The fascinating and eventful day concluded with a visit to the community of Naveh in the Halutza Sands, where the delegates investigated a new project that JNF Victoria is expected to support: providing a pipeline to the Dan Region Sewage Reclamation Plant, which carries reclaimed water from the center of the country to the Negev.
The new pipeline will provide the farmers with cheap water that will replace the expensive potable water they use at present. This will enable them to extend their fields and support themselves by their own efforts. The plan is to plant new avocado groves that will be irrigated with the reclaimed water. A large tract of land is also being prepared for planting potatoes.

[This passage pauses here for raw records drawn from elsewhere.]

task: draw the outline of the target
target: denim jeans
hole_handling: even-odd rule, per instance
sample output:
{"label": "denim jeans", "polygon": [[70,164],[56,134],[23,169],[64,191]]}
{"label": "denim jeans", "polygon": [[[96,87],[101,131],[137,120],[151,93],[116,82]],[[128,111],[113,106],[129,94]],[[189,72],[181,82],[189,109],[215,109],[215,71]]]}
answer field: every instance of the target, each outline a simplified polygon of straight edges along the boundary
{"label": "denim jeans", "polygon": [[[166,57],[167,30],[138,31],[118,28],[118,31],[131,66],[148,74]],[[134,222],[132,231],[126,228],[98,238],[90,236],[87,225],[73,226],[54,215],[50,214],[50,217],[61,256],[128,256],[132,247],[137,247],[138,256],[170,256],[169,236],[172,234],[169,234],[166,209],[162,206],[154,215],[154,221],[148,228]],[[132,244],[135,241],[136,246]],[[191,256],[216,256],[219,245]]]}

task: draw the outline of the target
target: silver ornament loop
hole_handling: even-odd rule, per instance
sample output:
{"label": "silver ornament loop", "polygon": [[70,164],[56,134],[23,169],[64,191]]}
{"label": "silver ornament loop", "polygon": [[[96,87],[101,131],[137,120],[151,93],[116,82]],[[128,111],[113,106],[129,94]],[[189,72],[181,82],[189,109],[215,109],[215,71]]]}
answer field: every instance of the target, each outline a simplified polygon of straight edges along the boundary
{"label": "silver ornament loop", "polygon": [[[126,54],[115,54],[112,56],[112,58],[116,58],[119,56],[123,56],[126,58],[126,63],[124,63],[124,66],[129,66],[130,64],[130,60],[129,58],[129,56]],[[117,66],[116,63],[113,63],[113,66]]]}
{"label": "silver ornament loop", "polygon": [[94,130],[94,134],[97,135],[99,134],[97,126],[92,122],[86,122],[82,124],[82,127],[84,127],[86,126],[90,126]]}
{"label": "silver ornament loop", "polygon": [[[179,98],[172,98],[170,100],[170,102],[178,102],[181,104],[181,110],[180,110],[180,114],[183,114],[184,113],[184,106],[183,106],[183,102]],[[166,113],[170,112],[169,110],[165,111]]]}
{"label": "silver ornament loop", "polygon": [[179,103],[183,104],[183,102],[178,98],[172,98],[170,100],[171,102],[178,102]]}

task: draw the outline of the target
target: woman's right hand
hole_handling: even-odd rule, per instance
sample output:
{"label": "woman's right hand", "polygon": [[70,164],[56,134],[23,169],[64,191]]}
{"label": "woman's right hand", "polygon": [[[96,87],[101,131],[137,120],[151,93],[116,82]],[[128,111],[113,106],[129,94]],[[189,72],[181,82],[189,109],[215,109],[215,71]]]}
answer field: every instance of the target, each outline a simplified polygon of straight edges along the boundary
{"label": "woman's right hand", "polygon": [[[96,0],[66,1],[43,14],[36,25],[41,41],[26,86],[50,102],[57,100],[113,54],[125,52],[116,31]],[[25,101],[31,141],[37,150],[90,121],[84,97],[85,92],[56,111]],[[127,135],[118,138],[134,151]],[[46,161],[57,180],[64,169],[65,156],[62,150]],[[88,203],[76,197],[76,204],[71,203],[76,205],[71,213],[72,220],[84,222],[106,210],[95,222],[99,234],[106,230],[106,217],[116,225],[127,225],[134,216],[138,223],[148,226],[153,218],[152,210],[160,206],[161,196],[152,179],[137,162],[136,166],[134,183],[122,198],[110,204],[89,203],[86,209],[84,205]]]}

A chance encounter with IDF combat soldiers who were patrolling the border to safeguard local residents proved particularly exciting. The delegates chatted with the soldiers and expressed their enormous appreciation of them. They plied them with fruit and cold drinks – and, of course, they didn’t forget to have souvenir photographs taken.
While at Naveh, the delegates visited the Otzem Pre-Military Torah Academy, whose well-kept yard was created and landscaped thanks to a donation from JNF Australia. The garden is based upon local vegetation that is naturally suited to the hot dry climate. “These green surroundings provide the link between Jewish tradition and life and the soil, and represent our ambition to make the Negev bloom,” declared Rabbi Eli Adler, who teaches at the academy.
The visitors climbed on to the roof of the academy building to get a bird’s eye view of the community, whose swift development over just a few years had greatly impressed them. Explosions could be heard echoing in the background, and columns of smoke were seen rising from the nearby border with Egypt where the Egyptian army was fighting against ISIS. The border with the Gaza Strip is just a few kilometers away.
Despite the wars, the harsh climate and the distance from the center of the country, these modern pioneers continue to settle the border area and make the desert bloom – and their Friends from Australia play an important part in this Zionist undertaking.
“If Israel wants to grow and flourish, we have to help settle these areas, which in the past were just sand,” said Michael Carp. “I’m looking forward to visiting in another year’s time and seeing the progress that’s been made. I’m sure that both they and we will be proud of the work we’ve accomplished together.”